Ford Scorpio (1985-1998): Typische Mängel, Motoren, Preise
Viel Komfort, massig Platz: Der Ford Scorpio ist eine Limousine alter Schule. Bis heute begeistert der letzte große Hecktriebler aus Köln als Reisewagen.
SUVs boomen, doch es gibt noch Fans der aussterbenden klassischen Limousine. Wer ein wenig Artenschutz betreiben möchte und einen unterbewerteten Oldtimer schätzt, sollte einen Blick auf den Ford Scorpio werfen. Mit Heckantrieb und viel Platz für die Passagiere ist der kantige Kölner so etwas wie der letzte Straßenkreuzer, der am Rhein vom Band lief. Das Interessante: Obwohl der Ford Scorpio diese Ausnahmestellung im Ford-Programm innehat, befinden sich die Gebrauchtwagenkurse am Tiefpunkt. Viel günstiger kommt man nicht an einen Klassiker in spe.
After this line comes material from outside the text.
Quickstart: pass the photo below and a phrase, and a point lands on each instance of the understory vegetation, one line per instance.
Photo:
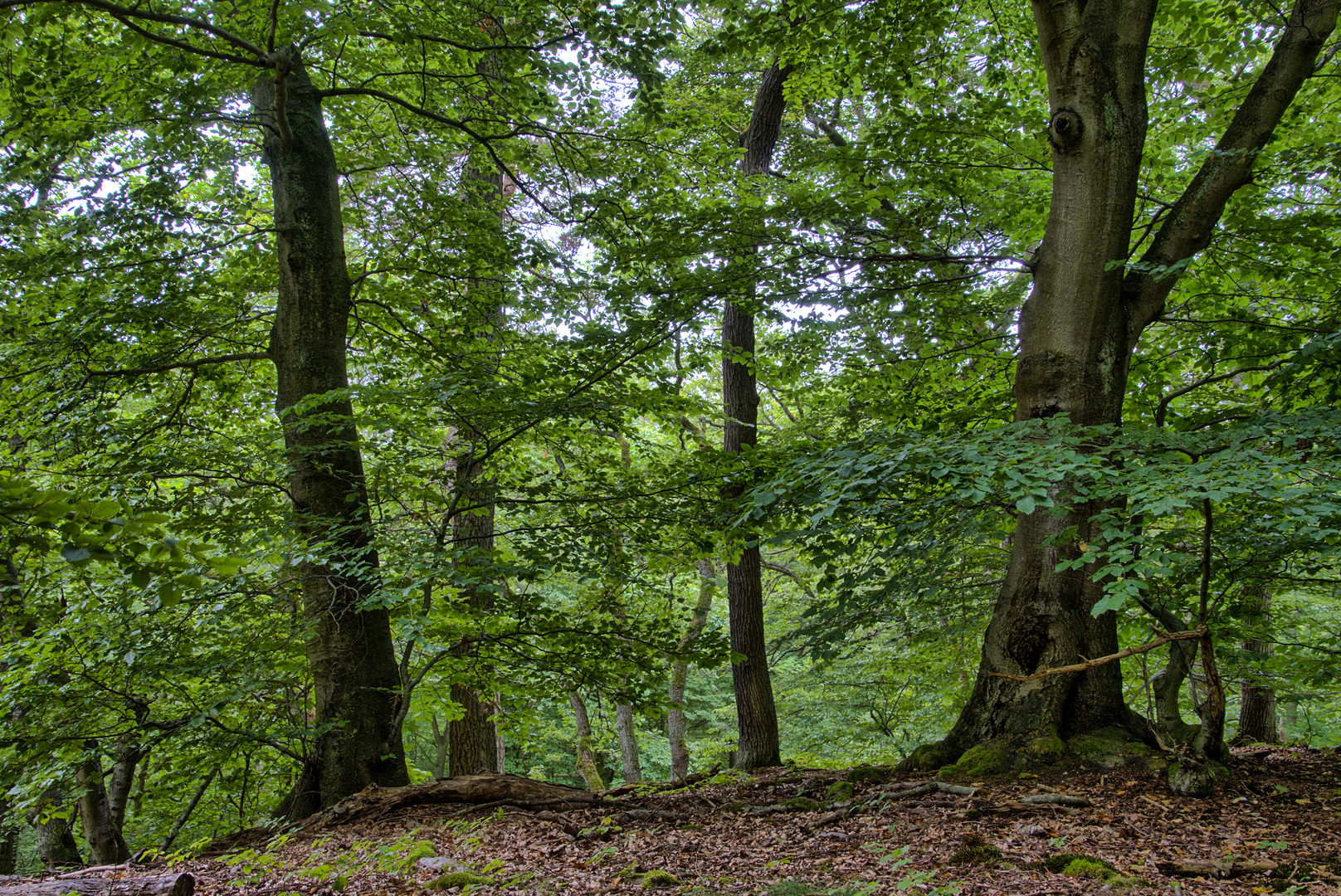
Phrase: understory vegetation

Der Scorpio löst den großen Granada ab
Ein Blick zurück in die 1980er-Jahre. Damals gibt es noch keine SUVs und Geländewagen sind etwas für Förster oder Landwirte. Wer einen komfortablen Reisewagen mit viel Platz haben möchte, fährt eine Limousine der oberen Mittelklasse. Bei Ford ist dies lange der Granada. 1985 ist die Zeit jedoch reif für einen Modellwechsel. Der Nachfolger Scorpio kommt auf den Markt – und verdutzt die Ford-Stammkundschaft.
1985 löst der Ford Scorpio den Granada ab. 1998 läuft das letzte Modell vom Band.
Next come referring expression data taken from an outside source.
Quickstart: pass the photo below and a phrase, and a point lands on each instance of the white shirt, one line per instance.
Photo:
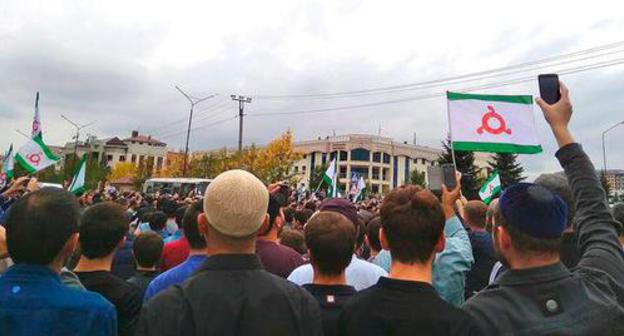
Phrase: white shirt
(360, 274)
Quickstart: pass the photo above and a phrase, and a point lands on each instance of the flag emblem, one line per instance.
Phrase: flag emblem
(485, 123)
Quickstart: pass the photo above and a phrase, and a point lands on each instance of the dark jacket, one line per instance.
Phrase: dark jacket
(232, 295)
(551, 300)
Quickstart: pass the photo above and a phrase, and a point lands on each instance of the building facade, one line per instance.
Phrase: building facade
(615, 179)
(383, 163)
(137, 149)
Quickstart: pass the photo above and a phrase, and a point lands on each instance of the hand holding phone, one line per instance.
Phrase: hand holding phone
(550, 91)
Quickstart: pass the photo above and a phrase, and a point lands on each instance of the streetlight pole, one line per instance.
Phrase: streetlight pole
(604, 152)
(77, 136)
(241, 108)
(194, 101)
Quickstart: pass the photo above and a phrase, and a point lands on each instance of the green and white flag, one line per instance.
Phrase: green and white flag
(361, 187)
(36, 127)
(330, 178)
(35, 156)
(7, 168)
(77, 186)
(491, 188)
(492, 123)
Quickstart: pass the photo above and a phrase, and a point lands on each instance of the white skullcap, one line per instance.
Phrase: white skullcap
(236, 203)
Die war vom Granada vier Türen und Stufenheck gewöhnt, eine klassische Limousine eben. Der Scorpio ist dagegen anfangs nur als Fließheck erhältlich. Kombi und Stufenheck erweitern erst später die Modellpalette. Dafür kann sich der kantige Hecktriebler damals rühmen, der erste Großserien-Pkw in Europa mit serienmäßigem Antiblockiersystem (ABS) zu sein. Bis dato bieten verschiedene Hersteller ABS nur als Extra an, das satte Aufpreise kostet. Ford wollte damit den Image-Nachteil kompensieren, den die veraltete Hinterradantriebs-Plattform mit sich brachte.
Raumangebot auf S-Klasse-Niveau
Wie schon beim Granada ist es vor allem das überdurchschnittliche Platzangebot, von dem Scorpio-Liebhaber schwärmen. Auch im Fond können groß gewachsene Mitfahrer bequem ihre Beine ausstrecken, ohne an den Vordersitzen anzustoßen. Auf dem sesselartigen vorderen Gestühl lassen sich auch längere Reisen bequem aushalten. So viel Raum bietet sonst nur eine Mercedes S-Klasse.
Sechszylinder-Power aus dem Hause Cosworth
Das ideale Reiseauto also, erst recht, wenn unter der Haube ein potenter Sechszylinder steckt. So wie bei dem Ford Scorpio 24V, den ein Privatbesitzer aus Uetsersen in Schleswig-Holstein auf mobile.de anbietet. „BOA“, lautet der Codename des 2,9i-Cosworth-Motors, den Ford ab 1991 im Scorpio 24V einbaut. Kenner wissen: Cosworth, so heißt die legendäre Motorenschmiede aus England. Für den 24V stellt sie ein kraftvolles Vierventil-DOHC-Aggregat mit strammen 195 PS und 275 Newtonmetern Drehmoment auf die Beine.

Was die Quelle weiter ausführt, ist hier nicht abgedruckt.